Irish Brain Drain: Young Professionals and Doctors Leave Due to High Costs
Two Irish professionals highlight the country's brain drain and retention issues. Maeve Rafferty, a young woman, left Ireland for better living standards abroad despite a privileged upbringing. Dr. Erica Maguire, a psychiatrist, faced mortgage refusal due to student debt and proposes reinstating medical loans with forgiveness for doctors who stay in Ireland.
Maeve Rafferty, a young Irish woman with a privileged background and a Trinity education, chose to pursue her master’s abroad at a lower cost and build her early career overseas. She notes that a starting salary abroad afforded her a standard of living she could not replicate upon returning to Ireland five years later.

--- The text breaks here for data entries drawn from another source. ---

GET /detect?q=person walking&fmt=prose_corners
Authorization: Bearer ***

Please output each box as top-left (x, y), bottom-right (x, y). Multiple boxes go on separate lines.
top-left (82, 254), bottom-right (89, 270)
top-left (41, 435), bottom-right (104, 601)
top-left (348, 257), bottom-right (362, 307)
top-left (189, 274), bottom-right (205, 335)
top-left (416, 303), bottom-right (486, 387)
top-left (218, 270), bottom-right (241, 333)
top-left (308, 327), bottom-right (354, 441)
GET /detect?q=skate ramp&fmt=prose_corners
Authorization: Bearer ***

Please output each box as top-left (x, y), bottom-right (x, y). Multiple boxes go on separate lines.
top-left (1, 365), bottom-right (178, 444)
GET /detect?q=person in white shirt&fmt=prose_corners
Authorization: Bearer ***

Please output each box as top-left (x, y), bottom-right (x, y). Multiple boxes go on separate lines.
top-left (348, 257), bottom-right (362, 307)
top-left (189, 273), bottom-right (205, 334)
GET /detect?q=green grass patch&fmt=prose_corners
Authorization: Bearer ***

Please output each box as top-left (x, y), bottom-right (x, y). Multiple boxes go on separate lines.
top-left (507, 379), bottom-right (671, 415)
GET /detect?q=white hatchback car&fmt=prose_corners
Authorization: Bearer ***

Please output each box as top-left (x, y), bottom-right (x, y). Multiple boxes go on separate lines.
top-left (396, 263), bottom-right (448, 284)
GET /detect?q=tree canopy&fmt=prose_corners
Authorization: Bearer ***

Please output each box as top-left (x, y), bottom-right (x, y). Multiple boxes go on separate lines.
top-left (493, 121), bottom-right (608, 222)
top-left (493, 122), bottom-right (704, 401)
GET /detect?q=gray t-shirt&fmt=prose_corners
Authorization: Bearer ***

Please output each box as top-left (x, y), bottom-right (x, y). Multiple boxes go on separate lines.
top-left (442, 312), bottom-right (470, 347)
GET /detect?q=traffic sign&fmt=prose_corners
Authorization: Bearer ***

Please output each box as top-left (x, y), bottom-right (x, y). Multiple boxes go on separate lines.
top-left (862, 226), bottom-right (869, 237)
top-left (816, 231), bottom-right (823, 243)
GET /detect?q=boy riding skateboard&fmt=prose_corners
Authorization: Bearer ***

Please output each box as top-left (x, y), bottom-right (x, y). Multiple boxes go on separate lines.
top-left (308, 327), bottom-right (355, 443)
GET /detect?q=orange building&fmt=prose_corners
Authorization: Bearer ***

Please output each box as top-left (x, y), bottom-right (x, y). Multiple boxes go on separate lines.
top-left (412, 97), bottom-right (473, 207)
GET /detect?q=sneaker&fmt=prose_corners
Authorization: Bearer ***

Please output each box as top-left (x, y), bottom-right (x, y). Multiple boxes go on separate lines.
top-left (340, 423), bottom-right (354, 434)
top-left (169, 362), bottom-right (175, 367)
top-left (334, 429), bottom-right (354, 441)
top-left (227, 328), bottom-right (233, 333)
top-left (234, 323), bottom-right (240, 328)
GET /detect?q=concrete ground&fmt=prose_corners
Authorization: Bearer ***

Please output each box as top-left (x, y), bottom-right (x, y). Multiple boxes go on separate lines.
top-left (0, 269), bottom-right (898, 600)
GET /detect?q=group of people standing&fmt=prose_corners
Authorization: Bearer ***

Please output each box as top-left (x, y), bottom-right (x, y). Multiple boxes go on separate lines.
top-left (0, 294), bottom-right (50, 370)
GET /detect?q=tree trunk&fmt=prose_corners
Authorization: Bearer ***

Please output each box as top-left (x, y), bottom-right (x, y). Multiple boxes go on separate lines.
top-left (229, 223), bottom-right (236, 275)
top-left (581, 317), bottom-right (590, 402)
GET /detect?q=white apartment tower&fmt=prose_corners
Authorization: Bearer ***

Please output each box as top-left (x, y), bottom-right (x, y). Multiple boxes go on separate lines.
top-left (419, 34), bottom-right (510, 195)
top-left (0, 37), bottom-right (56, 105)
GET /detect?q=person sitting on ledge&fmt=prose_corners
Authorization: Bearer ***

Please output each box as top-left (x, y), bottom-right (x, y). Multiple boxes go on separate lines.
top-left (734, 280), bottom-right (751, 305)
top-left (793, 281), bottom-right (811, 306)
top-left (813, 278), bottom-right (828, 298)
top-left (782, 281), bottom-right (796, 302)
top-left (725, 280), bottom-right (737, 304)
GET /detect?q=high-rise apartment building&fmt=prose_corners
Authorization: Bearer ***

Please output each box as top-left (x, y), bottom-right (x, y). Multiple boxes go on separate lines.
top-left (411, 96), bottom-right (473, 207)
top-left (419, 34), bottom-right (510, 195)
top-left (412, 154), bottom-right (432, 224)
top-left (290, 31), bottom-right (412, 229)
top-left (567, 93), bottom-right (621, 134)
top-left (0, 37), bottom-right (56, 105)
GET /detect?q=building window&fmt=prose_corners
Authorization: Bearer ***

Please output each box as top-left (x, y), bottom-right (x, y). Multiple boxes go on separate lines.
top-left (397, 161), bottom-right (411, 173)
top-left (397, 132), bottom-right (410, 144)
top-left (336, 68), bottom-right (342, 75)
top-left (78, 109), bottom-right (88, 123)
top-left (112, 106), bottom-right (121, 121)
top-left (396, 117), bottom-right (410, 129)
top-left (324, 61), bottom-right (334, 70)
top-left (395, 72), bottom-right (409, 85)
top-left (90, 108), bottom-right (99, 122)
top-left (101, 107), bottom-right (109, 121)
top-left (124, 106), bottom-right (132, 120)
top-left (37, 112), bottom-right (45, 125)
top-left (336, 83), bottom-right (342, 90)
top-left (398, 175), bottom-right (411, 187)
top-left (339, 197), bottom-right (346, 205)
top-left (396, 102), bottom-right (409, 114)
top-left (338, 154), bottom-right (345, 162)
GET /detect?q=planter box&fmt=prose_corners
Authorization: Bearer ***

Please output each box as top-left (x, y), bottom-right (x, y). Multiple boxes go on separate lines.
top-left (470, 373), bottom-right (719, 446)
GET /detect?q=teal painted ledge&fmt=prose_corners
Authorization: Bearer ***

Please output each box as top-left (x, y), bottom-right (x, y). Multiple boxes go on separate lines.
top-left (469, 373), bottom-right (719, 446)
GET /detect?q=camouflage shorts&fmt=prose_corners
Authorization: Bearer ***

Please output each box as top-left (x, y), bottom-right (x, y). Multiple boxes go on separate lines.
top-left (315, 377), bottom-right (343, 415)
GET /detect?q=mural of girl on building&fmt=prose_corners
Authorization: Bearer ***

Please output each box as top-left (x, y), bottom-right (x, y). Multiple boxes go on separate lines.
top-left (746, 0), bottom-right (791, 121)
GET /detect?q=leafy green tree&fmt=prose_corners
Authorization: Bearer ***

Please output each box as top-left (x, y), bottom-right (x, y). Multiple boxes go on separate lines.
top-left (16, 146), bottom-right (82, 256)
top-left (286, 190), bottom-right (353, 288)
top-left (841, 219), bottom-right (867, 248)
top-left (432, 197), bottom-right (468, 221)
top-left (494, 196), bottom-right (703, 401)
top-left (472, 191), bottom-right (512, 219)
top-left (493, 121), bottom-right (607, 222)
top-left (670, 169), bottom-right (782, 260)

Rafferty highlights that the brain drain affects not only those failed by the State but also those in whom the State invested fully as children, who then left due to limited opportunities as adults.
Dr. Erica Maguire, a consultant psychiatrist, responded to Sinéad O’Sullivan’s article on doctor retention. Maguire took a six-figure unsecured loan in 2010 to fund her graduate entry medicine program at RCSI, a loan product no longer available, thus limiting access for those without independent means. Despite working as a doctor in Ireland since, she was refused a mortgage in 2014 due to the outstanding loan and temporary contracts. In 2015, Maguire and colleagues proposed tax relief on loan repayments for graduate entry loan-holders working in Ireland, but nothing came of it. She suggests reinstating the loan system for equitable access to graduate entry medicine, with debt forgiveness for those who continue training in Ireland.